Özerklik, kişinin kendi hayatını yönetme ve kendini tanıma yolculuğudur. İnsanlar, benliklerini sosyal ilişkiler içinde algılarlar, çünkü insanlar sosyal varlıklardır. Kurduğumuz ilişkiler, hayatımızı tanımlar. Bu yüzden yalnızlık korkusu, benlik algısının kaybedilme korkusuyla ilişkilidir. Gerçekliğimizi anlamlandırmak için kendimizi ilişkilerimiz içinde değerlendirmemiz gerekir. Özerk olmak, sürekli kendini sorgulamak ve tanımak ile mümkündür. "Ben kimim, ne yapmak isterim, amacım ne?" gibi sorulara tek seferde yanıt vermek yetmez, çünkü bu soruların yanıtları zamanla değişir. Kendini tanıma süreci, özerk bir insan olmanın ve kalmanın devamlı bir çabasıdır. Özerklik, büyük bir çaba gerektirir ve çoğu zaman bu çabadan kaçınmak için inançlar, ideolojiler ve toplumsal normların tutsağı haline geliriz.
İnsan, kurduğu ilişkiler aracılığıyla dünyayı ve kendini anlamlandırır. Tarihteki ilk sosyal yapıların oluşumu ve mülkiyet kavramının doğuşu, insanların dünyaya anlam atfetme çabalarıyla yakından ilişkilidir. İlk başta ilişkiler "ben-sen" şeklinde ilerlerken, mülkiyet kavramıyla birlikte bu ilişkiler "ben-şey" veya "ben-benim şeyim" şeklini almıştır. Özerklik ile hedeflenen, bu "ben-şey" ilişkilerinden mümkün olduğunca arınmaktır.

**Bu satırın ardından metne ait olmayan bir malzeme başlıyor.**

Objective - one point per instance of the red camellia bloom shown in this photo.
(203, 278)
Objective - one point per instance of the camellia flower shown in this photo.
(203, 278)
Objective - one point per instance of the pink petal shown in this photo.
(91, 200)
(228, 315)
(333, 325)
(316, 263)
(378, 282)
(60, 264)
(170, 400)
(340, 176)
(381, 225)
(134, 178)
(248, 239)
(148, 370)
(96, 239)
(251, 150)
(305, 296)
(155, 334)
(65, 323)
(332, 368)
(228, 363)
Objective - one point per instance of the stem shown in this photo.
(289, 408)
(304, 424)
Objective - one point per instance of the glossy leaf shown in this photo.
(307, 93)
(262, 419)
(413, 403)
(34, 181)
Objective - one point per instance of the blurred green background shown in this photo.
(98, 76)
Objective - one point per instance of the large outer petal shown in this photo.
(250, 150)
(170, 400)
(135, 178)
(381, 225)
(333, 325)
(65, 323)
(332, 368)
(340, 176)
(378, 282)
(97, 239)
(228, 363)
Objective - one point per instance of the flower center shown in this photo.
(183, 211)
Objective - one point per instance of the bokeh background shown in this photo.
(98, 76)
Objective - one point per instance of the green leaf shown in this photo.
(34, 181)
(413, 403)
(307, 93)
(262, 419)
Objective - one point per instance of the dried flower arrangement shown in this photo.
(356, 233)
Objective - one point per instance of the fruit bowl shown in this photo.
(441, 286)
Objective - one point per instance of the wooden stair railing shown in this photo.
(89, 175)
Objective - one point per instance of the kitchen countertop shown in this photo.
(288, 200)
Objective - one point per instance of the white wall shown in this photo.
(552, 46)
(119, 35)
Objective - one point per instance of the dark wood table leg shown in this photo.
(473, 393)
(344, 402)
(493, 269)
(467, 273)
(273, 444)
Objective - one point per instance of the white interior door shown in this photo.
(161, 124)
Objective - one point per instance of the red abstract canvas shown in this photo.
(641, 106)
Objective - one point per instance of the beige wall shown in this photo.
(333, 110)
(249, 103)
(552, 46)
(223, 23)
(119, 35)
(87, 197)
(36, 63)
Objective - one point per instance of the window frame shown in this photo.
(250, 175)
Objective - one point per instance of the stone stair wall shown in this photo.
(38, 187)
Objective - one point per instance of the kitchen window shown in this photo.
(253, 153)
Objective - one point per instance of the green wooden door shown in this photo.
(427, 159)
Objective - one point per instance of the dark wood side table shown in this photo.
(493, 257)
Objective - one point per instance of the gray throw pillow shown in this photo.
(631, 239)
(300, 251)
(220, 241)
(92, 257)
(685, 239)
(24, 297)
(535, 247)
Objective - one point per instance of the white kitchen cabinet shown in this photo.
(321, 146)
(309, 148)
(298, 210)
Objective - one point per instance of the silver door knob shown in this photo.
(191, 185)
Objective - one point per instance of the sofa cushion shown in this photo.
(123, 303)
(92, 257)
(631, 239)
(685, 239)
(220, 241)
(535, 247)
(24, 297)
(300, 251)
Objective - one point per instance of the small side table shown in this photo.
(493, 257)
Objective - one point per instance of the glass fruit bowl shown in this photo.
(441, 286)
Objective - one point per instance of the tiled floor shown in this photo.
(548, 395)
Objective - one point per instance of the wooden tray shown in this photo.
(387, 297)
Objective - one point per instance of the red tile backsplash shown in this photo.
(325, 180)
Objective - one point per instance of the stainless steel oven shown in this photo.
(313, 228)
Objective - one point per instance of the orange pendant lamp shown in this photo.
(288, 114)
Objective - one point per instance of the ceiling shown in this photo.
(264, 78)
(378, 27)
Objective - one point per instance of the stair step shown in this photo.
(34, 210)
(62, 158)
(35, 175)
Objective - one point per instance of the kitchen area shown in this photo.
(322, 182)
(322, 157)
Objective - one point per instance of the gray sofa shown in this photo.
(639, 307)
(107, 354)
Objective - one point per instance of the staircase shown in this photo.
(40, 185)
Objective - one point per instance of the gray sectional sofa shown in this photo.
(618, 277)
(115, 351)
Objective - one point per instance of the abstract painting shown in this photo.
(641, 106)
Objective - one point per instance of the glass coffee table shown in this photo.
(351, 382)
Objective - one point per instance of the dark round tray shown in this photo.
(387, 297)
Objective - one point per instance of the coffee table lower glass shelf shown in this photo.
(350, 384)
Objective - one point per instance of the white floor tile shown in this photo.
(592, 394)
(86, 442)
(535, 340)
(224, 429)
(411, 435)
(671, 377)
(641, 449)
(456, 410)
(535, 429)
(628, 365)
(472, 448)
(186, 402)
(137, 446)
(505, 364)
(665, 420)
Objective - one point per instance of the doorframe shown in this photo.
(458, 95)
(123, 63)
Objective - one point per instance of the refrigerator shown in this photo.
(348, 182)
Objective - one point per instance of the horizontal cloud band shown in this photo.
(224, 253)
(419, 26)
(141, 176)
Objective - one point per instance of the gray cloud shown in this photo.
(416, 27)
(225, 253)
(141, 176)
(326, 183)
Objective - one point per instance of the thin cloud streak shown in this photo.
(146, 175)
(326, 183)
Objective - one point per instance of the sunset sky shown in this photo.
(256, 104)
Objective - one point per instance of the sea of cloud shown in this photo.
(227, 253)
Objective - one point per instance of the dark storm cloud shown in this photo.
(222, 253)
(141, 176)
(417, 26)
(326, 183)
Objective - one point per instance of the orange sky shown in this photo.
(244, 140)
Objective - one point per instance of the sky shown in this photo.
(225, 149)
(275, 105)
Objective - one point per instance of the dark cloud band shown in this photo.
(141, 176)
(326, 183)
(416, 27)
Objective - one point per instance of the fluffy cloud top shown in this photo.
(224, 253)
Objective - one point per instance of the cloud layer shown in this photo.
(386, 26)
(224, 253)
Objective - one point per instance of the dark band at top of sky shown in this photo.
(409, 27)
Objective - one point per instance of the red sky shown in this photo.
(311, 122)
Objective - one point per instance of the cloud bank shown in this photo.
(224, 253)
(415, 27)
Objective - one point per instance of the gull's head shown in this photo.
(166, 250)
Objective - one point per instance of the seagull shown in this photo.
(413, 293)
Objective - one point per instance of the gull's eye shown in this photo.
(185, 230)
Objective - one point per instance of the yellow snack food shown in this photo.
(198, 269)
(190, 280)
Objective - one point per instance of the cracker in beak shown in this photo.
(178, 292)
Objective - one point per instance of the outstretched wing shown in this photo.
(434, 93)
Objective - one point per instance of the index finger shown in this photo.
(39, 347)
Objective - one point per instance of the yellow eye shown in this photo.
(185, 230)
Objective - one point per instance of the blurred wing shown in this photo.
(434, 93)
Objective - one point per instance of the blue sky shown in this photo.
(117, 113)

Benliğimizi tanımlarken başkalarının varsaydığımız beklentilerine göre hareket ettiğimizi fark edebiliriz. Kendimizi "kimlere göre ben neredeyim?" yerine, "bana göre kimler nerede?" şeklinde konumlandırmak, benmerkezcilik değil, özerklik olacaktır.
"Ben-şey" ilişkisi, sahiplenme isteği ve bağımlılıkla doludur ve bu durum ilişkilerimizi tehdit eder. Bir tarafın benliğini yitirme olasılığı ortaya çıkar. Çünkü "ben-şey" ilişkisi içinde, kendimizi anlamaktan kaçınırız. Diğer kişiyi değerlendirme ve ona göre hareket etme çabası içinde, kendi iç dünyamızı göz ardı ederiz.
Özerk bir insan olabilmek için kendimize yönelmeli, kendimizi başkalarının etkisinden bağımsız bir şekilde tanımlamalıyız. Bu, çevremize kayıtsız kalmak anlamına gelmez; kendi içsel gerçekliğimizi tanıyan bir birey, karşısındaki kişiyi de daha net algılayabilir. Böylece "ben-şey" ilişkisinden "ben-sen" ilişkisine geçiş sağlanır.
"Ben-şey" ilişkilerinden tamamen arınmak zor olsa da, bu yönde çaba göstermek, daha özerk ve anlamlı bir hayat yaşamanın anahtarıdır.